Harvesting of autologous blood stem cells after a mobilising regimen with low-dose cyclophosphamide

Although high-dose cyclophosphamide (HD-CTX) is commonly used as a mobilising regimen for autologous peripheral blood stem cell (PBSC) collection, significant morbidity and insufficient harvesting may complicate the procedure. Alternative regimens and lower doses of cyclophosphamide (CTX) have been investigated as possible ways of overcoming these difficulties. Low-dose CTX (1.5 g/m2) was administered to 102 lymphoma patients as an autologous PBSC mobilising regimen. The collection of 6 x 10(6) CD34+ cells/kg was chosen as the target of the apheresis sessions, whereas 3 x 10(6)/kg were considered the minimum necessary to perform autologous stem cell transplantation (ASCT) safely.
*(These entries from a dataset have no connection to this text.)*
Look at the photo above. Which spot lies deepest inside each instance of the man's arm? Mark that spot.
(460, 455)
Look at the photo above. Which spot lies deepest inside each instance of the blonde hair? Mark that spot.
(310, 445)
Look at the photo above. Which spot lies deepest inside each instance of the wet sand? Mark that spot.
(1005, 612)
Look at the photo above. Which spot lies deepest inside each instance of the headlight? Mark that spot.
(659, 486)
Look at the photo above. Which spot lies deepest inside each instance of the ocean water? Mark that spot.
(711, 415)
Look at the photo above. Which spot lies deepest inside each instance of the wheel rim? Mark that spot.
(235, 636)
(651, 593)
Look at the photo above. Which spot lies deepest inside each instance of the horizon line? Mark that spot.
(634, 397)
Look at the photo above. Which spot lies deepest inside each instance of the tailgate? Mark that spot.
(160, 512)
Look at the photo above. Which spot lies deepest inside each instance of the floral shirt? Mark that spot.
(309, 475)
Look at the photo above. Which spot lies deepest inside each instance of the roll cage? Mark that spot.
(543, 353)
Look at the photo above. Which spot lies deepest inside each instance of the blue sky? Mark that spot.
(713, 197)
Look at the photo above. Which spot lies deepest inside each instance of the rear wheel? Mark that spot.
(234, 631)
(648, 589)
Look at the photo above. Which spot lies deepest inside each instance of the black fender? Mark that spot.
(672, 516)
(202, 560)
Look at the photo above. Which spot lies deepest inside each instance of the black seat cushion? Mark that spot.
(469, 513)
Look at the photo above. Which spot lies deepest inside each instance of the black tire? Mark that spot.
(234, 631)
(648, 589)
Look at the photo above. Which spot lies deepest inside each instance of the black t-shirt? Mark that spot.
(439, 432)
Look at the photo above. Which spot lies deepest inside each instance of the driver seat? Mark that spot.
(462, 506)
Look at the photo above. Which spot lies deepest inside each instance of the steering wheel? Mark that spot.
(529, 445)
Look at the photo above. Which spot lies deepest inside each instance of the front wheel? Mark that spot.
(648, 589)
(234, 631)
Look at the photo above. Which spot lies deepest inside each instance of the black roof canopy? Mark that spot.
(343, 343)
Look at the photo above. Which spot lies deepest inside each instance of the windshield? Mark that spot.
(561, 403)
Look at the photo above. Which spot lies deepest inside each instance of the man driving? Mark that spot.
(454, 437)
The apheretic sessions were started a median of eight days after CTX administration; a median of two aphereses was required. More than 6 x 10(6) CD34+ cells/kg were collected from 78 patients, between 3 and 6 x 10(6)/kg from 19, and fewer than 3 x 10(6)/kg from 5, two of whom underwent bone marrow harvesting and one a successful second PBSC harvesting session using the same mobilising regimen. Eighty-two patients underwent autografting, six of whom received a second transplant after relapse (five using autologous PBSCs coming from the first apheretic course). Low-dose CTX proved to be a safe and effective regimen for autologous PBSC mobilization and also compared favourably with alternative regimens in terms of the rate of harvesting insufficiency. This does not imply that low-dose CTX is the best mobilising regimen for all patients, and the identification of prognostic factors predicting mobilising potential may help in choosing the best individualised regimen.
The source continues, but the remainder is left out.